It’s a fun film and it’s definitely refreshing to have the Holmes character portrayed as something other than a master detective, even if it just means all those qualities are transferred to Watson instead.

That’s the final of the five films in the Michael Caine box set, and overall it was a decent selection. I didn’t get on with the two spy films but The Fourth Protocol wasn’t actually bad (it just didn’t hook me) and The Ipcress File was interesting from the perspective of it being the film that started Caine’s career. The other three films really were good though and it was good to have this collection of performances from across the years.

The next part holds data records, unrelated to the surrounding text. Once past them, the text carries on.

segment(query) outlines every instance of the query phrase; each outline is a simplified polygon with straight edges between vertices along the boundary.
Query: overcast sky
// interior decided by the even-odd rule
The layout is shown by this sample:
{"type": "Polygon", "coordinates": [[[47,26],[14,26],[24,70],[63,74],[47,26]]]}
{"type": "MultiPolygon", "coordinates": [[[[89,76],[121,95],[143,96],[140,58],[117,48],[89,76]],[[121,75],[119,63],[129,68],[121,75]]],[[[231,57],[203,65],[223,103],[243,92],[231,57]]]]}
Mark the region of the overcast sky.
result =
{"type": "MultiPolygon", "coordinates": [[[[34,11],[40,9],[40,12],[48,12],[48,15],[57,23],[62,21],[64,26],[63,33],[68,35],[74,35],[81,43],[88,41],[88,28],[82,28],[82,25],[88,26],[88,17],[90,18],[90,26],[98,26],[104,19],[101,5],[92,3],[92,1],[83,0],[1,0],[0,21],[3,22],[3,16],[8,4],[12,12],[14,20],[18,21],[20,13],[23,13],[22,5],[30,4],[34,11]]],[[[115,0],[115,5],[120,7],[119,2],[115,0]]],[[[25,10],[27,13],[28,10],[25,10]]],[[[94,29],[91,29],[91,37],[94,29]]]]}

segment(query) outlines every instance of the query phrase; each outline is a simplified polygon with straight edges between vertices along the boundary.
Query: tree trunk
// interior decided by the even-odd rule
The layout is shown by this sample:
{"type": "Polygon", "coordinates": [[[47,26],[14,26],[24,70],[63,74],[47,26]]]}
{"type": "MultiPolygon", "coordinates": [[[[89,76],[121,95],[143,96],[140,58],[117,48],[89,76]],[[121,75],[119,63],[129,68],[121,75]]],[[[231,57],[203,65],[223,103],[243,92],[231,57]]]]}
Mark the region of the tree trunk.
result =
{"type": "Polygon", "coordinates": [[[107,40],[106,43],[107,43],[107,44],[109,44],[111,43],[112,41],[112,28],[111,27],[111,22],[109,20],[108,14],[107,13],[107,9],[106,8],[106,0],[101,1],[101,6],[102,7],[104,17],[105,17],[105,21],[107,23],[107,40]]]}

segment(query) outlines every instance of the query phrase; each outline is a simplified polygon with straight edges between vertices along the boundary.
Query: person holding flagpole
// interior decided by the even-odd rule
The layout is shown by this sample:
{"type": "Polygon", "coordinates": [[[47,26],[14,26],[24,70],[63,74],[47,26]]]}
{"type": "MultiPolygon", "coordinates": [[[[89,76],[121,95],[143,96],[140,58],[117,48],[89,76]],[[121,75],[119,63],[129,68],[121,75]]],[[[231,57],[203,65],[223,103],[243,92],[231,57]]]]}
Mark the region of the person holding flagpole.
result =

Sherlock Holmes: What am I looking for?

John Watson: Footprints.

Sherlock Holmes: Right. Have I found any yet?

John Watson: No, not yet.

Sherlock Holmes: Right. Let me know when I do.

*****

May Verdict

QualityReservoir Dogs, The Departed, The Italian Job, The Eagle Has Landed, Educating Rita and Atonement were all very good, The King’s Speech and Without a Clue were both good films, and the other three were okay.

Quantity – I had fifteen days off in the month and watched eleven films, which is pretty darn good (especially compared to the zero I managed last month).

Timeliness – As I mentioned above The King’s Speech is an actual 2011 release, the first I’ve watched this year. Shrek Forever After is from 2010 but everything else is somewhat less timely, releasing between 1965 and 2007.

Newness – I’d only seen three of these films before, which isn’t bad.

Goals – After last month’s terrible showing where I watched no films at all I said that “simply watching a single film in May will be a step up from this month”, which I can consider Achieved. That wasn’t a real goal though and April’s goals all carried over for May, which were:

  1. “I should be watching more films [than March’s five]”Achieved
  2. “watching some newer releases”Achieved
  3. “only watching things I’ve not seen before”Failed
  4. “see any film at the cinema” – Failed

I’m beginning to think I might not see any films at the cinema at all this year. Travel there is a little awkward and I just don’t have much enthusiasm for the cinema experience. I guess there will be the standard family trip to the new Harry Potter film, but other than that it’s looking like I’ll just wait for DVD/TV showings.

For June then I’d like to watch a similar amount of films as I have a similar amount of days off, but if I’m not feeling like watching a film then I’m not going to force it. Goals two, three and four are all fair ones that shouldn’t be too tricky, so we’ll see how I get on.